Other industries rebounded more quickly, though the state still is expected to be down 380,500 jobs at year-end. Recovery is projected to last beyond 2022, according to a recent University of Michigan economic forecast, which notes that in two years, the hotel and restaurant industry likely will still have 83,500 fewer jobs – a decline of 20 percent – from before the pandemic.
The Michigan Restaurant & Lodging Industry says its surveys indicate that 8,000 Michigan restaurants could close permanently over the course of the pandemic. Hotels, meanwhile, are seeing a national unemployment rate of about 30 percent, and two-thirds of U.S. hotels warn that they could close, according to the American Hotel and Lodging Association.
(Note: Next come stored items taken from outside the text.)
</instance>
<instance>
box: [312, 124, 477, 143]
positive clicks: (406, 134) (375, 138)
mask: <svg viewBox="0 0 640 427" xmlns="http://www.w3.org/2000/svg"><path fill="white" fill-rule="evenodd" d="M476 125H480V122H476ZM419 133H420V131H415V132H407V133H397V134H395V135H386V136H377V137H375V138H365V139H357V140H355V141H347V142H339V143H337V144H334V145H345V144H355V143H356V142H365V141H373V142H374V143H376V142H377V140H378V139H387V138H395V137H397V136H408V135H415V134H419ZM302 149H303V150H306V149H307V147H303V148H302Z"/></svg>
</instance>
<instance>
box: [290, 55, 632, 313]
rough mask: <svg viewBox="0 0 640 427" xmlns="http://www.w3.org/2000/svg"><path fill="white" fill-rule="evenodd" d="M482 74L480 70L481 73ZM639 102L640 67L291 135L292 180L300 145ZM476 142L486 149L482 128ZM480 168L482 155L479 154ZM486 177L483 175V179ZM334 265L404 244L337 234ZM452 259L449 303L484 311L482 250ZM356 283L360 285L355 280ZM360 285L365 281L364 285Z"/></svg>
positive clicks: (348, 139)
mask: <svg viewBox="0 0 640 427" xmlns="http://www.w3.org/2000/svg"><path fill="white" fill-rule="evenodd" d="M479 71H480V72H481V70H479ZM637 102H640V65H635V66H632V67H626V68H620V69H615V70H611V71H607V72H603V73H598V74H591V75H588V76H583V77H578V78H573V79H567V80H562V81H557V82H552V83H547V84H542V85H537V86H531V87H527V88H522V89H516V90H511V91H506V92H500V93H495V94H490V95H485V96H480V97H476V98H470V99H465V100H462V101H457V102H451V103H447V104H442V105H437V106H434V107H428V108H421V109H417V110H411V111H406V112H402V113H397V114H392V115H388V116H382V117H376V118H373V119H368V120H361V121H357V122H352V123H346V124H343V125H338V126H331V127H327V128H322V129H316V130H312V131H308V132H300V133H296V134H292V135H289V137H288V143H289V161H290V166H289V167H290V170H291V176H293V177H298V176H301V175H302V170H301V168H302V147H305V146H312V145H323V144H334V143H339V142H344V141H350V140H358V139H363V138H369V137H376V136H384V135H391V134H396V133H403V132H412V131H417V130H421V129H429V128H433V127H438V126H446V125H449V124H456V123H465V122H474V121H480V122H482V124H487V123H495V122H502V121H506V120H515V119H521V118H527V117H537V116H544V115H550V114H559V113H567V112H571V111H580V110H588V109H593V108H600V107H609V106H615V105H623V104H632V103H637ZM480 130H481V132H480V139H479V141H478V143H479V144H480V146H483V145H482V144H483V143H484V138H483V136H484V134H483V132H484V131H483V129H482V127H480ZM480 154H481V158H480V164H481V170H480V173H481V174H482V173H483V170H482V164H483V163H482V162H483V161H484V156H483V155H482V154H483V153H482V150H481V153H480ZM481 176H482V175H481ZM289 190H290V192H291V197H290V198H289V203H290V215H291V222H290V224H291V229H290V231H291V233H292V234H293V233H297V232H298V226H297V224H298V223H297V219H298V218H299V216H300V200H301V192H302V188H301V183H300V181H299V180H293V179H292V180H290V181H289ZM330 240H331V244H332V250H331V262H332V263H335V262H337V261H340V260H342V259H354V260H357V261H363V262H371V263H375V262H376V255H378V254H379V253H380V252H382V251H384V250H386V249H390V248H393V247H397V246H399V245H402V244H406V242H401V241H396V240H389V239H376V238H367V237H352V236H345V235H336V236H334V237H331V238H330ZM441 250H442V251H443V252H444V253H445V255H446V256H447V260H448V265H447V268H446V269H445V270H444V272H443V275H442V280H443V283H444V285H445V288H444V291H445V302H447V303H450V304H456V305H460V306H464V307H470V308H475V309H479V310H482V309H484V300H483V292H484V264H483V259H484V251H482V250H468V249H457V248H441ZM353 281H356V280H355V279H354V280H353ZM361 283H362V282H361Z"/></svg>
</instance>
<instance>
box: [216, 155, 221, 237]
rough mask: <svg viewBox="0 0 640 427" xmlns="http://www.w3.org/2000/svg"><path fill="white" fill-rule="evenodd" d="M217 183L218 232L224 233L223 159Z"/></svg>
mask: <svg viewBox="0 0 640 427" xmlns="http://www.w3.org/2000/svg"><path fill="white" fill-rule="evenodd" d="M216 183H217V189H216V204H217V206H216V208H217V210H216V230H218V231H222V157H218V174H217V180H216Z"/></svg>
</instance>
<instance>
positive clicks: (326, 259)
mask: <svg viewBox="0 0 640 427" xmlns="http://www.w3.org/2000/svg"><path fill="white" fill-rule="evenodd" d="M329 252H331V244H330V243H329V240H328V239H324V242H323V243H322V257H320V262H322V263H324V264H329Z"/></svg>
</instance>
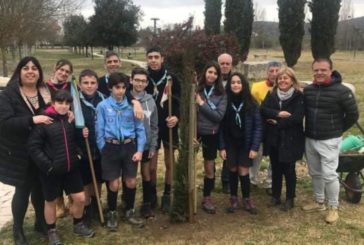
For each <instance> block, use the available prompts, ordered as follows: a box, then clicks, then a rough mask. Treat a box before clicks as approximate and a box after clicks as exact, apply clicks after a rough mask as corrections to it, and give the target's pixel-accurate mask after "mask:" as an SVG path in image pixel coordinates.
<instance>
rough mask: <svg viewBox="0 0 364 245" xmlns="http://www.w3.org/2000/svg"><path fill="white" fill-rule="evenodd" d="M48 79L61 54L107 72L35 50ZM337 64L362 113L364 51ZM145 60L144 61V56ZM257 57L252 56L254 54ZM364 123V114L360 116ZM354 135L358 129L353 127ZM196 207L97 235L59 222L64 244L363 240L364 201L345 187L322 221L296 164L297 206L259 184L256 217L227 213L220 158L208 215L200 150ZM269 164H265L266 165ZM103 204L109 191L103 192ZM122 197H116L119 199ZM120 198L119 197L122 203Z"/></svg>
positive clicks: (306, 243) (244, 243)
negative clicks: (204, 212) (292, 204)
mask: <svg viewBox="0 0 364 245" xmlns="http://www.w3.org/2000/svg"><path fill="white" fill-rule="evenodd" d="M259 52H262V53H263V52H264V53H267V55H268V59H278V58H281V59H282V57H283V56H282V53H281V52H280V51H277V50H268V51H265V50H264V51H262V50H251V52H250V53H251V54H254V53H259ZM36 56H37V57H39V59H40V61H41V64H42V66H43V67H44V69H45V72H46V74H47V77H48V76H50V75H51V73H52V67H53V66H54V64H55V62H56V60H57V59H59V58H68V59H70V60H71V61H72V62H73V63H74V65H75V72H74V73H75V75H76V76H77V75H78V73H79V71H80V70H81V69H84V68H92V69H95V70H96V71H97V72H98V73H99V74H100V75H102V74H103V73H104V69H103V60H102V58H95V59H94V60H91V59H90V58H85V57H83V56H80V55H76V54H71V53H68V52H65V51H64V50H63V51H54V50H37V53H36ZM332 58H333V61H334V68H335V69H337V70H338V71H340V72H341V74H342V75H343V78H344V81H347V82H351V83H353V84H354V85H355V87H356V99H357V101H358V105H359V110H360V114H361V115H363V113H364V99H363V98H364V97H363V96H364V85H363V81H362V79H363V72H362V71H363V67H364V52H358V53H357V56H356V58H355V59H354V58H353V55H352V53H348V52H337V53H335V54H334V55H333V56H332ZM142 60H143V59H142ZM250 60H254V58H250ZM311 62H312V57H311V53H310V52H308V51H305V52H303V53H302V56H301V58H300V60H299V62H298V64H297V65H296V67H295V70H296V73H297V76H298V78H299V80H311V79H312V72H311V68H310V67H311ZM123 67H124V68H123V69H124V71H125V72H130V69H131V66H130V65H127V64H123ZM360 123H361V125H363V126H364V119H363V117H361V118H360ZM350 133H358V130H357V129H355V128H354V127H353V128H352V129H351V130H350ZM162 159H163V157H162V155H160V161H159V166H158V190H159V195H161V194H162V190H163V180H164V177H163V173H164V163H163V160H162ZM197 159H198V161H197V162H196V167H197V185H198V187H199V188H198V199H199V201H198V210H197V214H196V222H194V223H184V224H171V223H170V222H169V220H168V216H166V215H163V214H161V213H160V212H159V211H156V213H157V216H156V219H155V220H149V221H148V224H147V226H146V227H145V228H144V229H136V228H133V227H130V226H129V225H127V224H125V223H123V222H121V223H120V226H119V230H118V232H116V233H110V232H108V231H107V230H106V229H105V228H103V227H100V226H98V225H97V224H95V225H94V226H93V228H94V229H95V230H96V237H95V238H93V239H83V238H77V237H76V236H74V235H73V234H72V230H71V228H72V225H71V223H72V220H71V218H70V217H67V218H65V219H62V220H59V221H58V223H57V225H58V227H59V230H60V234H61V237H62V238H63V240H64V242H65V243H66V244H219V245H220V244H229V245H230V244H364V220H363V218H362V217H364V204H363V202H364V201H363V200H362V202H361V203H359V204H351V203H348V202H346V201H345V193H344V190H343V189H342V190H341V194H340V203H341V207H340V219H339V221H338V222H337V223H336V224H334V225H327V224H326V223H325V222H324V217H325V212H322V213H304V212H303V211H301V209H300V207H301V206H302V205H303V204H304V203H305V202H307V201H309V200H311V199H312V187H311V180H310V177H309V176H308V174H307V166H306V165H304V164H297V175H298V181H297V198H296V200H295V204H296V207H295V208H294V209H293V210H292V211H290V212H287V213H285V212H282V211H280V210H279V209H275V208H267V203H268V202H269V198H270V197H268V196H267V195H266V194H265V190H264V189H263V188H262V185H260V186H259V187H258V188H252V198H253V200H254V202H255V203H256V205H257V208H258V210H259V213H258V215H256V216H252V215H249V214H248V213H246V212H244V211H243V210H242V209H239V210H238V211H237V212H236V213H235V214H227V213H226V212H225V208H226V207H227V205H228V196H227V195H225V194H222V193H221V187H220V169H221V161H220V160H218V161H217V162H218V163H217V172H216V173H217V176H216V188H215V189H216V192H214V193H213V200H214V203H215V204H216V207H217V214H216V215H207V214H205V213H204V212H203V211H202V210H201V209H200V207H199V203H200V198H201V195H202V194H201V186H202V181H203V166H202V158H201V151H200V152H199V154H198V157H197ZM263 165H264V167H263V168H266V164H265V163H264V164H263ZM140 187H141V184H140V179H139V184H138V191H137V202H136V206H137V207H138V206H139V204H140V198H141V190H140ZM103 199H104V203H105V191H104V192H103ZM119 200H120V199H119V198H118V201H119ZM119 202H120V201H119ZM33 219H34V218H33V214H32V213H30V215H28V217H27V219H26V222H25V232H26V235H27V237H28V239H29V241H30V243H31V244H45V243H46V240H45V239H44V238H42V237H40V236H39V235H38V234H34V232H33ZM0 238H1V241H0V244H12V234H11V224H10V223H9V224H8V225H7V226H5V227H4V228H3V229H2V230H1V231H0Z"/></svg>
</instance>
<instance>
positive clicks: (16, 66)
mask: <svg viewBox="0 0 364 245" xmlns="http://www.w3.org/2000/svg"><path fill="white" fill-rule="evenodd" d="M30 61H31V62H32V63H33V64H34V65H35V66H36V67H37V68H38V71H39V78H38V81H37V84H36V87H37V88H39V87H41V86H44V82H43V70H42V67H41V66H40V63H39V61H38V60H37V58H35V57H33V56H26V57H24V58H23V59H21V60H20V61H19V63H18V65H17V66H16V68H15V71H14V73H13V75H12V76H11V78H10V80H9V82H8V84H13V83H17V84H19V85H20V86H22V82H21V79H20V73H21V69H22V68H23V67H24V66H25V65H26V64H28V62H30Z"/></svg>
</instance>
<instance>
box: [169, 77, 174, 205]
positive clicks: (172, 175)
mask: <svg viewBox="0 0 364 245" xmlns="http://www.w3.org/2000/svg"><path fill="white" fill-rule="evenodd" d="M167 82H168V117H172V78H171V77H170V76H169V77H168V78H167ZM168 140H169V144H168V150H169V164H170V166H169V167H170V176H171V177H170V178H171V203H173V178H174V153H173V129H172V128H169V139H168Z"/></svg>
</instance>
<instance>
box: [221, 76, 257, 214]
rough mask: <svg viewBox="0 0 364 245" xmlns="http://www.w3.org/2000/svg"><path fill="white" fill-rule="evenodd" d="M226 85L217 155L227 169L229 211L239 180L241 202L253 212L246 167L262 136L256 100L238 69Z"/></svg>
mask: <svg viewBox="0 0 364 245" xmlns="http://www.w3.org/2000/svg"><path fill="white" fill-rule="evenodd" d="M228 84H229V85H228V87H227V89H226V93H227V97H228V104H227V109H226V114H225V117H224V120H223V122H222V126H221V132H220V142H219V146H220V156H221V158H222V159H223V160H226V161H227V164H228V166H229V169H230V174H229V179H230V206H229V208H228V211H229V212H234V211H235V210H236V209H237V207H238V198H237V196H238V182H239V180H240V185H241V192H242V197H243V206H244V209H245V210H246V211H248V212H249V213H251V214H256V213H257V209H256V207H255V206H254V204H253V202H252V199H251V198H250V179H249V168H250V167H251V166H252V165H253V159H254V158H255V157H256V156H257V152H258V150H259V145H260V143H261V138H262V120H261V117H260V112H259V107H258V103H257V102H256V100H255V99H254V97H253V96H252V95H251V93H250V88H249V83H248V81H247V80H246V78H245V77H244V76H243V75H242V74H241V73H238V72H235V73H233V74H232V75H231V76H230V78H229V81H228Z"/></svg>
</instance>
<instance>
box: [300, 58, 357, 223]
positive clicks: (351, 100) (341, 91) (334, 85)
mask: <svg viewBox="0 0 364 245" xmlns="http://www.w3.org/2000/svg"><path fill="white" fill-rule="evenodd" d="M312 70H313V76H314V81H313V83H312V84H311V85H308V86H307V87H306V88H305V89H304V103H305V116H306V121H305V124H306V125H305V133H306V157H307V161H308V167H309V173H310V175H311V177H312V185H313V190H314V197H315V203H312V204H308V205H306V206H304V207H303V210H305V211H324V210H326V206H325V203H324V201H325V200H327V201H328V203H327V204H328V207H329V212H328V214H327V216H326V218H325V220H326V222H327V223H334V222H336V221H337V220H338V218H339V215H338V206H339V190H340V185H339V179H338V175H337V173H336V169H337V167H338V163H339V145H340V142H341V136H342V133H343V132H344V131H346V130H347V129H349V128H350V127H351V126H352V125H353V124H354V123H355V122H356V121H357V120H358V117H359V114H358V108H357V105H356V102H355V98H354V95H353V93H352V92H351V90H350V89H349V88H347V87H345V86H344V85H343V84H342V83H341V82H342V81H341V75H340V74H339V73H338V72H337V71H333V70H332V61H331V60H330V59H326V58H324V59H323V58H319V59H316V60H314V62H313V63H312Z"/></svg>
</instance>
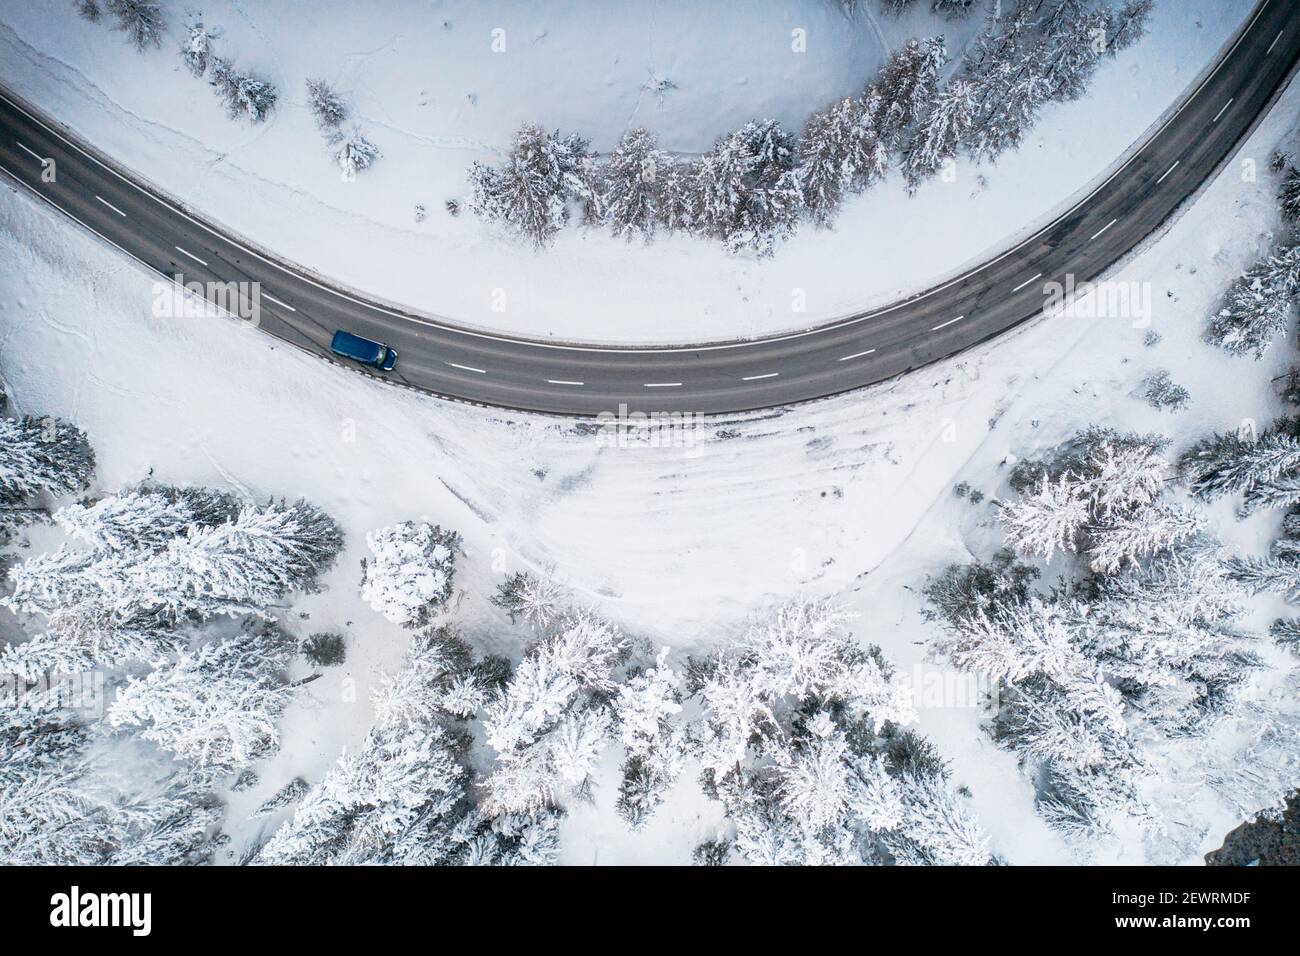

Work on the Pure Michigan Small Business Relief Initiative starts this week. Applications for a grant administrator will begin immediately, and businesses should be able to ask for consideration by Dec. 15, said Burton.
The first-come, first-serve grants will be distributed across the state.
Allocations are divided among MEDC’s 10 regions, with the largest portion – $3.55 million, or 35.5 percent – heading to Metro Detroit’s three counties. The second-largest portion is $1.3 million, which will be distributed in the 13 counties in the greater Grand Rapids area. The smallest distribution will be $400,000, or 4 percent, which is designated for the northeast Lower Peninsula.
The program follows earlier grant programs run through the MEDC, including the $100 million Small Business Restart Grants. Burton said at least 18,500 Michigan businesses have received some assistance, with an estimated 147,000 jobs retained.
Echlin, of 734 Brewing, agrees with Burton that the latest restrictions “are really bad timing.” He’s been hoping the state will offer deferred tax collections, seeing that as – outside of grants – “the only lever left to pull.”
“Most restaurant, food and alcohol businesses focused on serving customers face to face are struggling right now,” Echlin said.
“This time, the cards are stacked against us.”